Back at the Bachelor Mansion, Grumpy BS is waiting at the front door when JoJo arrives. Knucks for drinking something brown, Grumps.

He takes advantage of the opportunity to talk one-on-one with JoJo and distance himself further from the "immature" guys waiting inside. Unsurprisingly, his walking in with JoJo causes great consternation. Chase starts the cocktail party by leading JoJo away while the other guys complain about Grumpy BadScruff. They invite him to talk with them, and he accepts after making a plate of food. This guy is my new favorite contestant of all time. No progress is made, and Alex says "Winter is Coming". I'm not sure he understands what it means, but now I have to figure out how drinking game rules work across shows. Didn't see that coming! Chase has set up fake snow somehow (do they have a personal effects budget?) and talks about winter sports with JoJo. Meanwhile, Grumpy BS has assembled a plate FULL of lunch meat, which he sets to eating with his hands. I guess he's watching his carbs, but he should toothpick them at least. In his defense, the roast beef looks delicious. For some reason his competition can't stop talking about him. Somebody I don't remember and JoJo TP the Bachelor Mansion, fitting Grumpy BS's "immaturity" narrative perfectly. He interrupts Alex to get some more time with JoJo, feeding the flames of their hate, before proceeding to display more vulnerability. The concerned mob confronts Grumpy BadScruff awkwardly, and he compares it to both the scene in West Side Story and being threatened by a group of Care Bears. Grumpy, you get all the points and all the knucks.
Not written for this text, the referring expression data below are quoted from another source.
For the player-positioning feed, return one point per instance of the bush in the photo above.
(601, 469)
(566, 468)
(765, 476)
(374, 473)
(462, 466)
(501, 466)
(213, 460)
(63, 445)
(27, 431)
Grumpy BadScruff interrupts Evan, who lacks the testicular fortitude to just ask for more time. Alex tries to confront Grumpy BS, but fails to stay on message and calls him a "meltdown" which feels weak.

Grumpy BS brings more lunch meat to the rose ceremony, and I really don't know how to react. I've never seen anyone eat the food on this show when it's prepared for a one-on-one date, and this dude is eating lunch meat with his bare hands as he awaits judgment! I think he's overdoing it personally, but damn it's entertaining.

I call it, The Embodiment of Confidence

I call it, The Embodiment of Confidence

Survivors: Alex, Christian, Derek, Robbie, Wells, Luke, Guitarman, Chase, Lil Rodgers, Grant, Ali, Daniel the Drunk Canadian, James-I-Don't-Remember, Santa, Vinny, Fifth Element, aaaaaaaaaand...Grumpy BadScruff. I am super excited to watch this play out!

Farewell: The Bachelor Superfan, the not-a-Hipster, and someone I can't remember. "Only" seventeen men left for next week!

If you were playing the QQ Bachelor(ette) Drinking Game, you would have racked up 34 drinks based on the rules at the time! Not nearly enough for two hours. We'll keep working on it.